Herbie Hancock’s music is a perfect example of how jazz has continued to integrate new technology into its DNA. Herbie was not just the first jazz musician, but the first musician to include the most cutting-edge technology into his compositions and productions. Even technology emanating from ‘street-music’, like rap - Herbie was the first to use the scratching of vinyl records into a pop song which he won a Grammy for - ‘Rockit’. And the most vibrant and interesting artists today in jazz - Esperanza Spalding, Robert Glasper - all embrace technology. As in any art form, I think the kinds of jazz that will thrive will be the ones which are open to new elements and change. There is often a rift between those who promote jazz that seeks to preserve the past, and those, like Herbie, who search to create sounds in ways that are inclusive of what is current and new. The prior often judges all that is not like the past, thereby creating a type of elitism within jazz. I think this is self-defeating and negative. There is a risk that this kind of attitude will shut out not just creativity but also new audiences. Kids today can relate to someone like Robert Glasper because he experiments with different technology and sounds and he allows for an easier entry into jazz. Herbie often talks about the ‘Ethos of jazz’ being essential to the growth of jazz - to not judge, to accept others and be open to all possibilities that music - and life - has to offer. That is the only way for any art to thrive and outpace extinction. Jazz can’t be encapsulated for a museum. It is a lived music, in constant change and its essence is defined by improvisation. More than any genre, it is about living in the moment, or as Wayne Shorter says, ‘daring’ in the moment.
6. In your opinion, how much influence does jazz have on other musical genres?
Jazz, and blues, are at the foundation of modern music. Rock, pop, hip-hop, R+B, all emanate from jazz. Thelonious says that jazz is like the R+D department of music (Research and development). He is right. Jazz provides the freedom to explore, try out new sounds, test out next territories. Other genres often follow.

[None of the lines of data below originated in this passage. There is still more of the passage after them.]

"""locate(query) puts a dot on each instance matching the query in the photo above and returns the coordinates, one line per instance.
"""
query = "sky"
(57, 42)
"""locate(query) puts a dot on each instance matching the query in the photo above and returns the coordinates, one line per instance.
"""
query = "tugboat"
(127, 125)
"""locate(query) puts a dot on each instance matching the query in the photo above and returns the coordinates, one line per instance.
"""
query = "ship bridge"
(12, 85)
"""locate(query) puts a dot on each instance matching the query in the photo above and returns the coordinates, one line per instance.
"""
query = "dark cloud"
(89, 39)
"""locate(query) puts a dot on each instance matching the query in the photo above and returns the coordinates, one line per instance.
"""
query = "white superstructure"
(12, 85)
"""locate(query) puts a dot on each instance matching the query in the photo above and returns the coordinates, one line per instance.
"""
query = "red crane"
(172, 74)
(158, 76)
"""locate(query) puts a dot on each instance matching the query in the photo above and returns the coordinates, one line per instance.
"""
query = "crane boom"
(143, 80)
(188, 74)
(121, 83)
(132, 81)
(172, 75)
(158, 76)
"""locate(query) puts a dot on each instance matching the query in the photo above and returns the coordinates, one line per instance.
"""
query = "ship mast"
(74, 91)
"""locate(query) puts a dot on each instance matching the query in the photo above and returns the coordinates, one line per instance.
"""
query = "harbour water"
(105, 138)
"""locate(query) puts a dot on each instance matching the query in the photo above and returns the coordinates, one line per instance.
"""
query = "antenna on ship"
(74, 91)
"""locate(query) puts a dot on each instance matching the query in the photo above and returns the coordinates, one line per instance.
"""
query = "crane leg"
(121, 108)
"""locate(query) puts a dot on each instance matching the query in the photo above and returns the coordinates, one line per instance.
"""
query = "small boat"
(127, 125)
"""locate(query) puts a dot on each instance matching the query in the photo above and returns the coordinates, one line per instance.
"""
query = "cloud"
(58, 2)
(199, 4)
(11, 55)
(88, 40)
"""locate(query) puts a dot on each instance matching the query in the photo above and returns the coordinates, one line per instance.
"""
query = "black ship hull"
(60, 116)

7. In your opinion, what is/are the most important aspect(s) of music- in jazz or not- that younger generations should thrive to keep alive?
Just by playing music, listening to music, and appreciating music, young people plug into something universal, ancient and eternal. Music has always been part of human civilization and as long as we are living on the same planet together, it is the one language that we all understand and we can all sway to in the same way. I happen to work in the jazz world for several projects but I am a life-long fan of classical music, hip-hop, Latin and African music. Music is music. Like Quincy Jones says, there are only 12 notes. There has always only been 12 notes. From those 12 notes, we have the incredible wealth and diversity of music across the globe. And somehow, we can all connect through these 12 notes. Music is beautifully beyond boundaries, and ultimately indefinable and abstract. Music is ubiquitous so we rarely stop and think about just how profound it is. So many times in my travels, I would be stunned by its pervasive power. In Timbuktu, I would hear Puffy blasting from a dusty hairdresser salon. In Bali, I heard Shalimar at a nightclub with only local Indonesians dancing. In Beirut, I listened to Earth, Wind and Fire on a rooftop. So this is what connects us, despite distance, politics or religion. This kind of connectedness was powerfully evident during this past IJD in Saint Petersburg, where musicians, students, educators and politicians united despite the intense current political challenges and skepticism. It was a very emotional event, with several musicians and students moved to tears. The Russian musician Igor Butman said at one point ‘President Putin said that politicians are always burning bridges. It is up to you, the musicians, to keep rebuilding them’. That is worth trying to keep alive for the younger generations. It is actually our one strong hope for a real global community.